Fig. 1 - Jackson's Framework [IM-605]

Contents

Systems & Participants Framework

The model in Fig. 1 attempts to present a sense of approaches that are most likely to be appropriate for dealing with a situation based on the nature of the situation along with an awareness of its context. The dimensions of Fig. 3 are described as:

  • Systems characterized as being
    • Simple - consisting of only a few highly structured interactions which are relatively stable and relatively unaffected by interactions of the parts of the system or external influences.
    • Complex - implying a large number of subsystems having loosely structured interactions wherein the purposeful parts result in adaptation over time in response to their turbulent environment.
  • Participants in the system are then characterized as being
    • Unitary - having similar values, beliefs and interests, share common purpose, all involved in decision-making about how to realize their agreed objectives.
    • Pluralist - basic interests are compatible though participants do not share the same values and beliefs, space is required for debate, disagreement and conflict, and participants need involvement in decision-making, accommodations and compromises can be found. Participants can agree, for at least a short time, on productive ways forward and will do so.
    • Coercive - have few common interests, conflicting values and beliefs, compromise is not possible and no agreed objectives and direct action, decisions based on who has the most power and coercion employed to ensure adherence to commands.
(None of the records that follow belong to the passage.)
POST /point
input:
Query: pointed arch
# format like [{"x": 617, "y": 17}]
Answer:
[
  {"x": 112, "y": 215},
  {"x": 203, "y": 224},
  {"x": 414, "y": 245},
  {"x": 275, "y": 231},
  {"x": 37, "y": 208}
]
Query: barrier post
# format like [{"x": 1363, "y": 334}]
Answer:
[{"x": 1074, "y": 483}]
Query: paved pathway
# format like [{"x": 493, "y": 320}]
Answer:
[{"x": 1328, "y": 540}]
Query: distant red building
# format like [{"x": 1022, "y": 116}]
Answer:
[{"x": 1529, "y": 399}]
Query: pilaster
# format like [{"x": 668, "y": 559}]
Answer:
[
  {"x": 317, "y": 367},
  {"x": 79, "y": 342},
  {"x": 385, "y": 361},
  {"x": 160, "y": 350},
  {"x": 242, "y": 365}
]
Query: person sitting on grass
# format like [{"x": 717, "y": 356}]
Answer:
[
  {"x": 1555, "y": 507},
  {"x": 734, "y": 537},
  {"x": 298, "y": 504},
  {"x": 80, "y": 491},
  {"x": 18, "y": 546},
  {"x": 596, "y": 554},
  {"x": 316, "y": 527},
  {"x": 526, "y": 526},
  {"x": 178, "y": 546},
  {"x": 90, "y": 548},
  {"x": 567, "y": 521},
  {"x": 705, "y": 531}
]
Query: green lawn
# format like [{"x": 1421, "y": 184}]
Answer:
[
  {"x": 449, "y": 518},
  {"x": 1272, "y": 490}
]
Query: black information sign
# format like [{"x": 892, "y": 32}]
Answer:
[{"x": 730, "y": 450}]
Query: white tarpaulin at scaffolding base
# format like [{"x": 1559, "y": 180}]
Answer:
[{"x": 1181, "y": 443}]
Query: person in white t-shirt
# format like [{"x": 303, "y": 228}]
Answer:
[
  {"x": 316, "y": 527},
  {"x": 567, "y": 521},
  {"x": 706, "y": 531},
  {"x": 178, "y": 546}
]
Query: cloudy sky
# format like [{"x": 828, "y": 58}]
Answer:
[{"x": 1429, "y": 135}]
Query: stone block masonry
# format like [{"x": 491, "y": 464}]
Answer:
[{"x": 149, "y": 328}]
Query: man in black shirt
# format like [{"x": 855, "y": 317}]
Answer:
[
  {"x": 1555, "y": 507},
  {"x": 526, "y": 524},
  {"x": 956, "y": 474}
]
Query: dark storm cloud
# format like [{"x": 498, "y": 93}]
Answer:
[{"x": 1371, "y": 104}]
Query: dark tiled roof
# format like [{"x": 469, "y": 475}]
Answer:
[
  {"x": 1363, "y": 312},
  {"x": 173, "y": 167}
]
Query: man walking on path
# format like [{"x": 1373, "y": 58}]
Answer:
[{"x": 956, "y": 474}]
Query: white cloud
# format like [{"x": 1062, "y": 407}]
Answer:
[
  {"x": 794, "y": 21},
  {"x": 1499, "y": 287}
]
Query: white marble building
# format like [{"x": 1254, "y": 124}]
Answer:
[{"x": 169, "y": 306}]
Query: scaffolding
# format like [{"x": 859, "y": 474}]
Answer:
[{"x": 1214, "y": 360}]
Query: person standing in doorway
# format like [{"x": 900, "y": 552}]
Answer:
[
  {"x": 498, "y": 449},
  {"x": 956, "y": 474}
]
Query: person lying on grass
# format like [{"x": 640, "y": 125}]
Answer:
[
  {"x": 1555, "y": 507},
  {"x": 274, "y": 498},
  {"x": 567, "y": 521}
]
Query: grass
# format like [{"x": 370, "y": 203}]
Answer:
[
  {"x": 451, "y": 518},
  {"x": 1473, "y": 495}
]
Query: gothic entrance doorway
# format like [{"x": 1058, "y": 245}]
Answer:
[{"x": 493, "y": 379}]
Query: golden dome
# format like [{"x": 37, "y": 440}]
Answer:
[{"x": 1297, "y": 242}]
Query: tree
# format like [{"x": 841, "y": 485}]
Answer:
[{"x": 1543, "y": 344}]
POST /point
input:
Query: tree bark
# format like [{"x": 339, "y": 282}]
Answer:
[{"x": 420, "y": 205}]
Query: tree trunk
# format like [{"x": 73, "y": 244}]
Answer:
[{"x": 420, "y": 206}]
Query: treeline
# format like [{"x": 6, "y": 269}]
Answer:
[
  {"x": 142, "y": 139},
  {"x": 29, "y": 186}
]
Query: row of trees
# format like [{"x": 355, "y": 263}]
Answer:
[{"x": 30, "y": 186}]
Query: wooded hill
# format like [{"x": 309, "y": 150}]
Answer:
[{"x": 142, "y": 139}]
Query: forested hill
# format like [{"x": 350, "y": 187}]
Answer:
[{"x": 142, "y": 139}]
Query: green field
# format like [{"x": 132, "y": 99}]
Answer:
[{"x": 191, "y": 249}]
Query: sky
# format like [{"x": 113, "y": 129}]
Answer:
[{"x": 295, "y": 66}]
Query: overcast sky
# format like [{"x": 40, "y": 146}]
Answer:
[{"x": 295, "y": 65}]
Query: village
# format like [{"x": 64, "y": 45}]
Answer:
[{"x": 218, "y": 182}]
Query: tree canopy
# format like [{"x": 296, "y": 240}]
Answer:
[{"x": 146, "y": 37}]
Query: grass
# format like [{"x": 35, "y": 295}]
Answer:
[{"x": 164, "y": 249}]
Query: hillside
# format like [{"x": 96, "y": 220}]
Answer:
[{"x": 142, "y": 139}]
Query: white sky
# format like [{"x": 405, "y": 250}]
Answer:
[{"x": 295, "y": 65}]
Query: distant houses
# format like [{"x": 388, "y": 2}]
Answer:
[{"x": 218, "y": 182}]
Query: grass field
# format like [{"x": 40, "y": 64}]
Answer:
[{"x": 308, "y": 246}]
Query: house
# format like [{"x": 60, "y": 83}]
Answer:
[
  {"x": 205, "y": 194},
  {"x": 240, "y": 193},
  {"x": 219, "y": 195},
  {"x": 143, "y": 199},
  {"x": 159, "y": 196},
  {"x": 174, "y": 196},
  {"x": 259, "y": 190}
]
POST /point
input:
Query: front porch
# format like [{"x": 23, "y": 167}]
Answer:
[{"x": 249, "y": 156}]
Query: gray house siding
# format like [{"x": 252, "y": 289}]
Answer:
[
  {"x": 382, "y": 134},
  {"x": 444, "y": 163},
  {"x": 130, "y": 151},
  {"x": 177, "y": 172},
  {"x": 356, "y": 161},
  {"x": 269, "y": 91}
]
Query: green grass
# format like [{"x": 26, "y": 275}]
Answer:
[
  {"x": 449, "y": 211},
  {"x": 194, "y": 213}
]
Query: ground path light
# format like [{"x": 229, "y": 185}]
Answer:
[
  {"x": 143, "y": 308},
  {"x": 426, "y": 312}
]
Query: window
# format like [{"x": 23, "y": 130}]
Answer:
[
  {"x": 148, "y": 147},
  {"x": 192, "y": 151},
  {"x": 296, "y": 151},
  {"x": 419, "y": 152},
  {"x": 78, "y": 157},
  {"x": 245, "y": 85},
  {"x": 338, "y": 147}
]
Performance Enhancement Dimensions

In concert with these definitions there comes an awareness as to the manner in which one should endeavor to interact with an entity to enhance performance. The following provides the performance enhancement dimensions and the contexts for which they seem to be most appropriate.

  • Improving Goal Seeking and Viability
    • Unitary - Simple & Complex
  • Exploring Purpose
    • Pluralist - Simple & Complex
      • Strategic Assumptions Surfacing & Testing
      • Idealized Design
      • Soft Systems Methodology
  • Ensuring Fairness
  • Promoting Diversity
    • Coercive - Complex
      • Postmodern Systems Thinking

Models, Methods & Disciplines

The following is an attempt to identify the specific models and disciplines within the various categories though I understand there may be more and I may have slotted several of these incorrectly.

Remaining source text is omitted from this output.